Could the answer to Delhi's pollution problem lie in the clouds?
Last week, as the Indian capital battled days of toxic air, the city's environment minister said that his government was considering cloud seeding - a rain-making technique - to bring down pollution levels.
The plan's fruition will depend on getting approval from India's Supreme Court, and possibly a number of federal ministries. If that happens, the scheme may be implemented later this month, depending on weather conditions.
This isn't the first time that cloud seeding has been suggested as a possible solution for air pollution in Delhi. But some experts say it is a complicated, expensive exercise whose efficacy in battling pollution is not completely proven, and that more research is needed to understand its long-term environmental impact.
But as Delhi's pollution keeps choking its people and making global headlines, political leaders seem desperate for a solution.
Over the past two weeks, the city's Air Quality Index (AQI) - which measures the level of PM 2.5 or fine particulate matter in the air - has consistently crossed the 450 mark, nearly 10 times the acceptable limit. And after a brief bout of (natural) rain brought down pollution over the weekend, air quality turned hazardous again on Monday as people burst firecrackers to celebrate the Diwali festival.
Pollution is a year-round problem in Delhi due to factors including high vehicular and industrial emissions and dust. But the city's air turns especially toxic in winter as farmers in neighbouring states burn crop remnants and low wind speeds lead to higher concentration of pollutants.
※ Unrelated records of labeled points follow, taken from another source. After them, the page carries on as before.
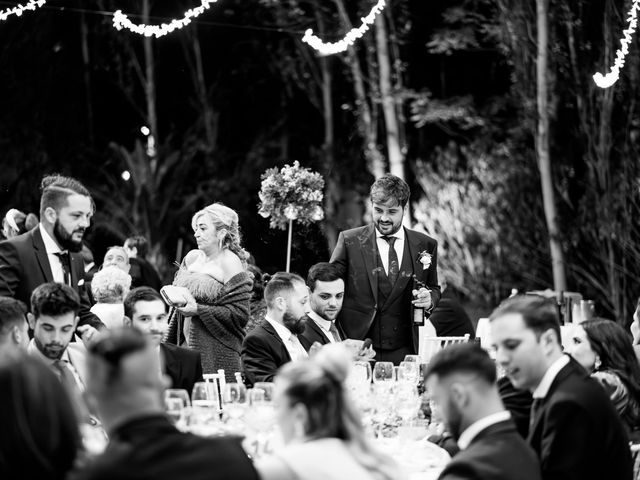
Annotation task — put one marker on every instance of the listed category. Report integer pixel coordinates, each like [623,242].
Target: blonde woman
[213,319]
[109,286]
[322,430]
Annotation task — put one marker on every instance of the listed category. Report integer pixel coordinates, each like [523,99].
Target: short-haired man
[53,318]
[145,310]
[142,273]
[14,329]
[124,380]
[379,263]
[461,381]
[326,292]
[50,252]
[575,429]
[274,341]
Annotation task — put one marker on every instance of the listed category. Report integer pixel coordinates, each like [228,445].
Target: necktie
[393,270]
[66,269]
[73,390]
[535,411]
[334,332]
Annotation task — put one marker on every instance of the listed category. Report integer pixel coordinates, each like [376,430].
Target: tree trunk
[542,147]
[150,93]
[396,159]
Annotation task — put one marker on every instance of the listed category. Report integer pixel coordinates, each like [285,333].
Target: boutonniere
[425,259]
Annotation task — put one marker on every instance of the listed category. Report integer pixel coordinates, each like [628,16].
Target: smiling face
[580,348]
[326,298]
[53,334]
[519,350]
[71,221]
[387,216]
[206,234]
[150,317]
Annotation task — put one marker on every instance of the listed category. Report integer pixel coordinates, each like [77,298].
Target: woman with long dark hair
[604,349]
[321,426]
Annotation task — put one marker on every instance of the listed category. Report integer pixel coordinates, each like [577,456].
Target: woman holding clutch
[217,306]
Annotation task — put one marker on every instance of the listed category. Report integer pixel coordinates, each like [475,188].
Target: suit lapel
[41,255]
[369,249]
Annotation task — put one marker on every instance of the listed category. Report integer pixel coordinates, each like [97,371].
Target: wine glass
[383,372]
[234,398]
[175,402]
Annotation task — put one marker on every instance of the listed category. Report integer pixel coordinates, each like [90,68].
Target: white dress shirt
[549,376]
[291,342]
[54,262]
[324,325]
[383,247]
[475,428]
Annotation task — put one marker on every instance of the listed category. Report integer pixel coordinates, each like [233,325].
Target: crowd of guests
[101,344]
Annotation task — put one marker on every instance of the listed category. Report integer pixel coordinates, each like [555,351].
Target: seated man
[124,380]
[145,310]
[275,341]
[574,429]
[14,330]
[326,292]
[53,318]
[461,380]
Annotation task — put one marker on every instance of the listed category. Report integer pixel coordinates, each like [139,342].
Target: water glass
[383,372]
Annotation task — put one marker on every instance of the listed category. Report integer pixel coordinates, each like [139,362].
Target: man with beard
[145,310]
[326,289]
[380,263]
[461,381]
[50,252]
[275,341]
[53,318]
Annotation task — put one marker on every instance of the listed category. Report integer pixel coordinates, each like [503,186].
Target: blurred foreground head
[39,435]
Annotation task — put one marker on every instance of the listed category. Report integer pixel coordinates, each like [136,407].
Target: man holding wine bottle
[390,275]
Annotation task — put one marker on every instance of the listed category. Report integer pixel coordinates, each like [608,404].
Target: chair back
[429,346]
[218,385]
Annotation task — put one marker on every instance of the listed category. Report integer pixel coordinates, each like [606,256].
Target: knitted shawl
[217,330]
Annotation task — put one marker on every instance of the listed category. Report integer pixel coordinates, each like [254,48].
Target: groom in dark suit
[379,263]
[574,427]
[145,310]
[50,252]
[461,381]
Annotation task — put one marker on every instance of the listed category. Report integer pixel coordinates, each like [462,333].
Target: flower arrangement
[291,193]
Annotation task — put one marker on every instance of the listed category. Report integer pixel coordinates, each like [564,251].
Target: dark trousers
[396,356]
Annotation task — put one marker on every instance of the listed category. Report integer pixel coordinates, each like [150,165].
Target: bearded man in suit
[379,263]
[145,310]
[50,252]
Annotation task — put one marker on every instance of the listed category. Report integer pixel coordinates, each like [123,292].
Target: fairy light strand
[120,21]
[605,81]
[350,38]
[18,10]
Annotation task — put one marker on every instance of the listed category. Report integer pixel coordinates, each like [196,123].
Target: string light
[120,21]
[18,10]
[349,39]
[605,81]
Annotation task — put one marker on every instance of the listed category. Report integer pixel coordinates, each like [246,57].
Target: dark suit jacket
[263,352]
[24,265]
[497,453]
[356,255]
[577,432]
[313,333]
[183,365]
[151,448]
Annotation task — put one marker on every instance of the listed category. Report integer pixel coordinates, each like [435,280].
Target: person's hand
[87,334]
[422,298]
[190,308]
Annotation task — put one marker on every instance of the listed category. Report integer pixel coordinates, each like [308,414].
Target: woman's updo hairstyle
[317,383]
[224,218]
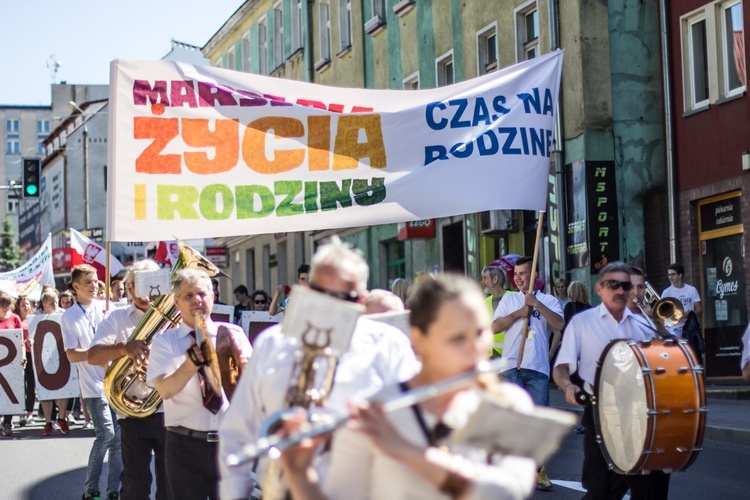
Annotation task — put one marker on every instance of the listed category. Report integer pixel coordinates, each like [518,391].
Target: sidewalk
[728,418]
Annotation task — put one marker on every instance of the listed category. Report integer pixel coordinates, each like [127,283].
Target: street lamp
[75,106]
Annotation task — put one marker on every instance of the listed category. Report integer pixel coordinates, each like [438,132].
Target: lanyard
[85,313]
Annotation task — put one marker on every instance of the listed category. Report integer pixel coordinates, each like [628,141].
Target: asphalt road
[34,467]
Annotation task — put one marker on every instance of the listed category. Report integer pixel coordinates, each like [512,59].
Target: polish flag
[167,252]
[86,251]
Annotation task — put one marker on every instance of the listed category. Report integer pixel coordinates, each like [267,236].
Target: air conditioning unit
[498,222]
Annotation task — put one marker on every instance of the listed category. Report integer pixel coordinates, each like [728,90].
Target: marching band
[333,403]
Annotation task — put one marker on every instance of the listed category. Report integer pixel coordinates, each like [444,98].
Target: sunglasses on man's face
[615,284]
[349,297]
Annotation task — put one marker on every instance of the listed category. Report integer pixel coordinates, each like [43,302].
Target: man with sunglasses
[586,336]
[378,355]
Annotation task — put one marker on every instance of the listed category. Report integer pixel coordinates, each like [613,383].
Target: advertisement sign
[604,228]
[416,230]
[577,242]
[208,152]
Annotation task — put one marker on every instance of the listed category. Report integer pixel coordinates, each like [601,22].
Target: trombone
[274,445]
[666,312]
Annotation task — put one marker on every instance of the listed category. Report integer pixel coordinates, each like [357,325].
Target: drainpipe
[668,149]
[558,150]
[309,49]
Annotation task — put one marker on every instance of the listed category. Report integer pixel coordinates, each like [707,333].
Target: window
[377,21]
[296,25]
[345,25]
[13,147]
[698,63]
[231,59]
[324,17]
[487,50]
[42,127]
[444,68]
[246,53]
[733,49]
[12,126]
[278,35]
[411,82]
[262,48]
[527,31]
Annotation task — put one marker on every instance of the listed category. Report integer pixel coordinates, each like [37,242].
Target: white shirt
[79,324]
[167,354]
[745,348]
[379,355]
[688,295]
[536,351]
[117,327]
[589,332]
[360,471]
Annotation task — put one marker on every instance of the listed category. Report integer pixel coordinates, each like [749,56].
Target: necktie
[211,401]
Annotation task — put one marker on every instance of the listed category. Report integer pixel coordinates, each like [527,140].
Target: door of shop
[723,283]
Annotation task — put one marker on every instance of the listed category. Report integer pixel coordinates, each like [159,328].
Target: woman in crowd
[561,293]
[49,306]
[9,321]
[579,300]
[23,309]
[403,454]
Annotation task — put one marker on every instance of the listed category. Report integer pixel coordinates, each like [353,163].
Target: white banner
[37,271]
[11,372]
[201,151]
[56,377]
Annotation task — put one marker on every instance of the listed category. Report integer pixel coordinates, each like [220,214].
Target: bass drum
[649,406]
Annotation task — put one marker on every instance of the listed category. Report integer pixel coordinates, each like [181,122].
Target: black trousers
[138,438]
[29,382]
[601,483]
[191,468]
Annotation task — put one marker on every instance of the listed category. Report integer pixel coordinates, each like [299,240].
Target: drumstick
[532,280]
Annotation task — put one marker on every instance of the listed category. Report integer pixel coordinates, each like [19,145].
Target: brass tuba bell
[125,382]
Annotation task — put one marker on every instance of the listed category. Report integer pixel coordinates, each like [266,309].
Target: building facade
[608,159]
[712,159]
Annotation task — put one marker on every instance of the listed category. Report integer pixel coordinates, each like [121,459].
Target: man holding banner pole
[139,436]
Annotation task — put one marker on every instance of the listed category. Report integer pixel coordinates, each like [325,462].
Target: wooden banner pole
[532,283]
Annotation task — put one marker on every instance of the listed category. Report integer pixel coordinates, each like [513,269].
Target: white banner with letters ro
[202,152]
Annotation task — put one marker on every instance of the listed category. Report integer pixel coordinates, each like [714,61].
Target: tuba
[667,312]
[125,381]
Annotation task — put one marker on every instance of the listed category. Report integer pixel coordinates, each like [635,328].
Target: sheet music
[497,428]
[320,319]
[399,319]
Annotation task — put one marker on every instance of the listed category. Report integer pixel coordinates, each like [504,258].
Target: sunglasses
[347,296]
[614,285]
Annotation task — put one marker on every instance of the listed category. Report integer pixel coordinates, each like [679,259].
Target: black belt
[209,436]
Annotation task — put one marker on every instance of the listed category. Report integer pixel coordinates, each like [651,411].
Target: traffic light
[31,177]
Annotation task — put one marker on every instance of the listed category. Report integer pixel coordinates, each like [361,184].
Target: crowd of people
[403,454]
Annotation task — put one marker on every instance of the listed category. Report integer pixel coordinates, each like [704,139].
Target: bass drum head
[621,407]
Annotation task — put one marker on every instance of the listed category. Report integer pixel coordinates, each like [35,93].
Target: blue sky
[85,35]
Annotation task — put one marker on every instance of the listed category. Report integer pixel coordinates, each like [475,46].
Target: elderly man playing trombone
[378,355]
[178,370]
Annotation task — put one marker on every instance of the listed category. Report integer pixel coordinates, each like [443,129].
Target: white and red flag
[85,251]
[167,252]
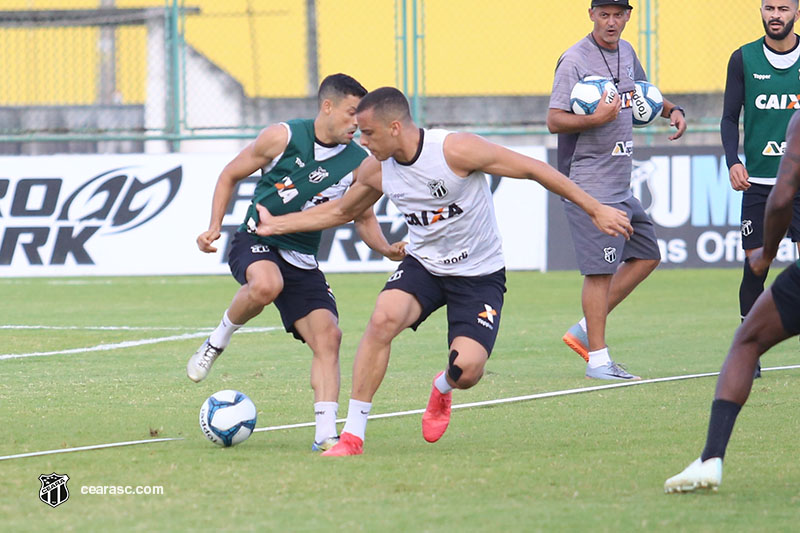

The Delhi government has announced school winter breaks early and banned construction activity. And it hopes that the Supreme Court, which is hearing petitions related to Delhi's toxic air, will give it the go-ahead for cloud seeding.
What is cloud seeding?
Cloud seeding is a technique that speeds up the condensation of moisture in clouds to create rain.
It is done by spraying particles of salt - like silver iodide or chloride - on clouds using planes or dispersion devices on the ground.
The salt granules act as ice-nucleating particles, which enable ice crystals to form in the clouds. The moisture in the clouds then latches on to these ice crystals and condenses into rain.
But the process doesn't always work.
Atmospheric conditions have to be exactly right, says Polash Mukerjee, an independent researcher on air quality and health.
"There should be the right amount of moisture and humidity in the clouds to allow for ice nuclei to form," he says, adding that secondary factors like wind speeds are also important - and they can be quite dynamic in Delhi at this time of the year.
The salt particles also have to be sprayed into a specific type of cloud that grows vertically as opposed to horizontally, JR Kulkarni, a weather scientist, told Down to Earth magazine in 2018.
This rain-making process has been around for decades. In fact, climatologist SK Banerji, the first Indian director general of the country's meteorological department, experimented with it in 1952.
In the 1960s, the US military controversially used the technique to extend the monsoon over certain areas in Vietnam to disrupt Vietnamese military supplies during the war.
Countries such as China and the UAE, and some Indian states have also experimented with the process to boost rainfall or deal with drought-like situations.
What does the Delhi government want to do?
The plan for the project has been submitted by researchers at the Indian Institute of Technology (IIT) Kanpur, a top engineering college.
As per the plan, the project will be carried out in two phases, with the first phase covering about 300sq km (116sq miles). Experts have suggested that the project be implemented on 20 and 21 November as meteorological conditions will be ideal at the time.
Manindra Agrawal, the scientist leading the project, told Reuters that while they didn't expect enough clouds to cover Delhi fully on those days, "a few hundred kilometres would be good".
And can it really help with pollution?
The rationale is that rainfall may help wash away particulate matter in the atmosphere, making the air cleaner and more breathable.
Delhi experienced this first-hand last week after brief spells of rain on Friday and Saturday brought down pollution levels.
But experts say it's not clear how helpful artificial rain will be.
Mr Mukerjee says that cloud seeding has been used for air quality management and dust suppression in other countries, but these have been "episodic at best".
"If you look at the impact of rainfall on air quality, it immediately brings down pollution levels, but the levels stabilise and bounce back within 48-72 hours. Cloud seeding is expensive and diverting scarce resources towards an activity that does not have definite or lasting effects is a band-aid solution," he says.
He adds that it must be a matter of deliberated and discussed policy. "It cannot be an ad-hoc decision. You must have a series of protocols in place and a multi-disciplinary team making them, including meteorologists, air quality policy experts, epidemiologists, etc."
Some experts are also concerned about what we don't know yet about the process.
"Right now, there is no substantial empirical evidence on how much the AQI is going to come down by cloud seeding," says Abinash Mohanty, a climate change and sustainability expert.
"We also don't know what its [cloud seeding] effects are because in the end you're trying to alter natural processes and that's bound to have limitations," he adds.
According to him, pollution can't be solved just by using "meteorological variables like rainfall and windspeed".
"We need to make more concerted efforts to curb air pollution than scattered trial-and-error experiments."